Diamond Foods Faces Delisting After Another Earnings Flub
Monday's news highlights reason for investors to be weary of Diamond Foods even as shares in the fast growing company remain near one-year lows. Ahead of Diamond Foods Monday statement that it wouldn't file earnings, Thilo Wrede an analyst at Jefferies cautioned investors about the restatement.

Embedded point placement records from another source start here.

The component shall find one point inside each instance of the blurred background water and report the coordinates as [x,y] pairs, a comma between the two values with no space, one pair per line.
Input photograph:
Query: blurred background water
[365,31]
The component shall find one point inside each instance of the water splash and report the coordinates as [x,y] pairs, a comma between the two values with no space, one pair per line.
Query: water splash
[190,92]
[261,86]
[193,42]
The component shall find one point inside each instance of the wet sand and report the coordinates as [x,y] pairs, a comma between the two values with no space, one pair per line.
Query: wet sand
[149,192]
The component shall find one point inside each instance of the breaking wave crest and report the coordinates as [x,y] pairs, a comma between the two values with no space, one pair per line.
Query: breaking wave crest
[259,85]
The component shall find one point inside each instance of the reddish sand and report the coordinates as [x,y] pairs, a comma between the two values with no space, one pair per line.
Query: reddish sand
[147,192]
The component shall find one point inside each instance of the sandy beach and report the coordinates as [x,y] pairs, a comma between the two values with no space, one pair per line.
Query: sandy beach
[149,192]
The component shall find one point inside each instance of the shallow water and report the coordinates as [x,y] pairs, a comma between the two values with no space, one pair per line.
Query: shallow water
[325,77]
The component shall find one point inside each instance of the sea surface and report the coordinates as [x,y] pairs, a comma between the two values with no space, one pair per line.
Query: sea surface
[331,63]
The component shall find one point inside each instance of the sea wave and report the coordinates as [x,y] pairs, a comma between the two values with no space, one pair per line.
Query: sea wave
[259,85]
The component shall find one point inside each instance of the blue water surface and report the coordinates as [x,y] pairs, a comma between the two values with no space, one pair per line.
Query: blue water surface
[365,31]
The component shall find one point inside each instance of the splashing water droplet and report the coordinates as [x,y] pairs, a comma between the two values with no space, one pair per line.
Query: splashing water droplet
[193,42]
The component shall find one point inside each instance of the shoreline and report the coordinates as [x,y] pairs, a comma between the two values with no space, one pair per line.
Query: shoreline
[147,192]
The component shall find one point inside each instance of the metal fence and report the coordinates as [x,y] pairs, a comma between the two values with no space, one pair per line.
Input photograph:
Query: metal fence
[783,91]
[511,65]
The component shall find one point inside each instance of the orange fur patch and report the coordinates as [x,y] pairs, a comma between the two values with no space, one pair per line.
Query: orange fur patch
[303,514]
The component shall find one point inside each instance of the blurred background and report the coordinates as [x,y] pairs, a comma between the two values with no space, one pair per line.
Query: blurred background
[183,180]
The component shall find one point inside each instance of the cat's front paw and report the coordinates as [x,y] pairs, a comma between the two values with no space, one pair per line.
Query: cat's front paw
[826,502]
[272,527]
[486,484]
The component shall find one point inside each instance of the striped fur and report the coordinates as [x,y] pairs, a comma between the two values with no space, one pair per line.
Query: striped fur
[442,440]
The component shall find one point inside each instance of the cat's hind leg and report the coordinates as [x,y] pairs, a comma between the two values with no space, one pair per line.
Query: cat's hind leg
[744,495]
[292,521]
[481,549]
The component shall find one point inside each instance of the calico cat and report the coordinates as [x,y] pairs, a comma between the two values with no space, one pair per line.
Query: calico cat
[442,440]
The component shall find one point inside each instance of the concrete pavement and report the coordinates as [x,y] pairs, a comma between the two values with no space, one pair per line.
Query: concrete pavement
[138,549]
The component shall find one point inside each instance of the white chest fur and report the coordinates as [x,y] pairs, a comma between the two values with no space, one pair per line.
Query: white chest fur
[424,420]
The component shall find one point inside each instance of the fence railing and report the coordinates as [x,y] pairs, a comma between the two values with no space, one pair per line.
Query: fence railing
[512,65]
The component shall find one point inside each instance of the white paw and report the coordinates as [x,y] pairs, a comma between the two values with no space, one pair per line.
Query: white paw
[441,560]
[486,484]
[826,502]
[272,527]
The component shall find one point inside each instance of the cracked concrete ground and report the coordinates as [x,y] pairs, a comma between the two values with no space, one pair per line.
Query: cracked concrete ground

"As we currently have no certainty that the company will actually meet the deadline we prefer to stay on the sidelines until we have more clarity regarding DMND's growth and margin picture," wrote Wrede in a June 7 note to clients. While Wrede calculates that Diamond Foods restatement will likely cut at profit margins and lower its 2012 fiscal year earnings per share to 20 cents, he concedes those estimates are based on speculation without actual earnings statements. "We strongly believe that DMND will have to work hard to regain investor trust and additional disclosures would be a major part of this endeavor."
Recently, Diamond Foods has been through a string of negotiations to weather its accounting woes, which killed an acquisition of potato chip maker Pringles and made creditor forbearance agreements crucial. Most of Diamond Foods bank debt was originally taken out to acquire Pringles from Procter & Gamble (PG) for $2.35 billion.
Procter & Gamble pulled its sale of the unit when Diamond Foods disclosed that an internal investigation of its accounting cast the company's earnings in doubt. Pringles was subsequently sold to Kellogg(K) in February.
With the prospect of restating higher walnut supply costs -- a key for its Emerald Nuts unit -- and weaker than previously reported earnings, Diamond Foods was likely to violate leverage covenants on those loans, precipating a string of lender forbearance agreements and a search for new capital.